The Day of the Duchess (Scandal & Scoundrel #3)(92)
Sophie seemed to have the memory, too. “Did you tell him?”
“Tell him what?” Sesily interjected, but no one answered her.
I never told Haven I loved him, Sera had said, trying to convince Sophie to do the same. And look at the mess I’ve made.
She looked out the window, into the inky blackness beyond.
Sophie would not allow the silence. “Sera,” she prompted. “Did you tell him?”
I love you.
She nodded, and her youngest sister reached for her, taking her hand tightly, without hesitation. Sera looked to her. “And?”

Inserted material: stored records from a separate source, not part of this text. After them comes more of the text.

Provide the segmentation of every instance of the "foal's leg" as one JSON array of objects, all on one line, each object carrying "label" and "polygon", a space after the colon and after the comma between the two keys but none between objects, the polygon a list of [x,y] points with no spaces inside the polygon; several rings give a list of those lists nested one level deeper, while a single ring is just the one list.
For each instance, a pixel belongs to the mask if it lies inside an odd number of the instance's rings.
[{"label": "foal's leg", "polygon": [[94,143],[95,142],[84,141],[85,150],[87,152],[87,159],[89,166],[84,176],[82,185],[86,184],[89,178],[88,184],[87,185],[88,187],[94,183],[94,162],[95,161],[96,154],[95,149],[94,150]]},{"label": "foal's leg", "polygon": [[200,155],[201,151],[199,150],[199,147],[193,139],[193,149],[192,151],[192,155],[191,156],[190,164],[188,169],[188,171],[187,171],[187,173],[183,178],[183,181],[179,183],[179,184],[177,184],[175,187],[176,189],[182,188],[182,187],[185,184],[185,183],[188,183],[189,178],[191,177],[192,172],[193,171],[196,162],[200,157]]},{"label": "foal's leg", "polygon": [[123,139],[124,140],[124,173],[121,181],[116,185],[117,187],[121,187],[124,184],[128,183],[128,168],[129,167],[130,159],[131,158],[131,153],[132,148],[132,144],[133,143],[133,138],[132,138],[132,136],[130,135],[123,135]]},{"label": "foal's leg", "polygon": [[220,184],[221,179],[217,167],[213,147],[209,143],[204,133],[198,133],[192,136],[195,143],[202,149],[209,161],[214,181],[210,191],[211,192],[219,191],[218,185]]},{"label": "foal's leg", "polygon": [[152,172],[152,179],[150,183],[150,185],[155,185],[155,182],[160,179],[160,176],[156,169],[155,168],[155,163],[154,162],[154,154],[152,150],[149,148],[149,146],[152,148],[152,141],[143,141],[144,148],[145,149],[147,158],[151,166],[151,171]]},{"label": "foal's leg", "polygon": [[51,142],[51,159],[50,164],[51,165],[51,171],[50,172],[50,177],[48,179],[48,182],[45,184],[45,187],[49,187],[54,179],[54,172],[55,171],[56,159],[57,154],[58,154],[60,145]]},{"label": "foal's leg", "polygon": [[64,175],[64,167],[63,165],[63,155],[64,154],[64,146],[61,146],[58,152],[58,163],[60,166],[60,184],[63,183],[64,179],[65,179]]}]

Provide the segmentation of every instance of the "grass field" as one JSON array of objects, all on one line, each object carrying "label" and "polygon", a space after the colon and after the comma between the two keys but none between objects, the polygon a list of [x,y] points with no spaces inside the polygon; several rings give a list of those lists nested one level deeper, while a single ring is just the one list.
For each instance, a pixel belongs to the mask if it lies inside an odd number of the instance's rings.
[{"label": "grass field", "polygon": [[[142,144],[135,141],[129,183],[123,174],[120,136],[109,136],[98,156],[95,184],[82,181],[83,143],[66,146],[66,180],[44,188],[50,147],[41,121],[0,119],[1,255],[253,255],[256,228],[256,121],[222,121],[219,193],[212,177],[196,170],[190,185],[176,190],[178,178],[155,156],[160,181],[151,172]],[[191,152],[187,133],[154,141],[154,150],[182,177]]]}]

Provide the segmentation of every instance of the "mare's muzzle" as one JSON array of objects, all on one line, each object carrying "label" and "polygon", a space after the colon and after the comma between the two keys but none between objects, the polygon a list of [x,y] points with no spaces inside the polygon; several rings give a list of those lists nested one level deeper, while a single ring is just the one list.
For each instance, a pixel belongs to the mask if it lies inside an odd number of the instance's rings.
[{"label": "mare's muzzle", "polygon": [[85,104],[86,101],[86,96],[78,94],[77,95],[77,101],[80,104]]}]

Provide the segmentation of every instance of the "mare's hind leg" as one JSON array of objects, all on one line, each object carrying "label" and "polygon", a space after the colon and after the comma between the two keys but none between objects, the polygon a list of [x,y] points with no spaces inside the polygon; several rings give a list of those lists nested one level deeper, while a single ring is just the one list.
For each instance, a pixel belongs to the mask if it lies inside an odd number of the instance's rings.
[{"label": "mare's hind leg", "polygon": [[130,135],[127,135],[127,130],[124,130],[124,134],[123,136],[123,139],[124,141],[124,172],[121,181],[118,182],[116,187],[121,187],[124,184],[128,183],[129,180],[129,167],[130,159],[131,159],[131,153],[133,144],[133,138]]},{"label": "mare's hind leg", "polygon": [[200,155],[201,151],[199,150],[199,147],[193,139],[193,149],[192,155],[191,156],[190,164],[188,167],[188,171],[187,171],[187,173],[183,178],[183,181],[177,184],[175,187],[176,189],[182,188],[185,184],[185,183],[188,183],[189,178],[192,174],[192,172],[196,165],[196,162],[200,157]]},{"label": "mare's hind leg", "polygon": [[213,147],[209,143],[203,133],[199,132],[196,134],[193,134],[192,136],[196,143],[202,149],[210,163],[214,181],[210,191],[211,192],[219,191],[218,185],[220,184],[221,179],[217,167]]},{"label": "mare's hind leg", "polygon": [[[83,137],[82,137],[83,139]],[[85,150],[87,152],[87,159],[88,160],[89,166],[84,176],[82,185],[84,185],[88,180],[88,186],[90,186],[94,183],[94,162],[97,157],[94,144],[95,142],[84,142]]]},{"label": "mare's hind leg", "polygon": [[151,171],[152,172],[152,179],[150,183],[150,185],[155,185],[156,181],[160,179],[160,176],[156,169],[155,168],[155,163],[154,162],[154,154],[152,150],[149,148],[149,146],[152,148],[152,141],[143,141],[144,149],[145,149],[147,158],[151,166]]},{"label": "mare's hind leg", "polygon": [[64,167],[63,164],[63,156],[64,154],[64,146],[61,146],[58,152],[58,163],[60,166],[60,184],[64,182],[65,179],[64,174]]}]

Sera shook her head. It didn’t matter. It didn’t change anything. It was all still a mess. She removed her hand from Sophie’s. Steeling her emotion. “And love is not enough.”
Silence fell in the wake of the words, until Seleste huffed a little sigh and said, “It may not be enough, but it’s something, indeed, if we all had to scurry home in the dead of night.” She waved a hand in the air. “I spend half my marriage sparring with Clare. It makes things interesting.”
Seline rolled her eyes. “You and Clare are not quite a suitable comparison for others, you know.”
“And you and your horseman are?” Seleste defended her marriage. “No two people in the world should share similar interests the way you two do. It’s dreadfully boring.”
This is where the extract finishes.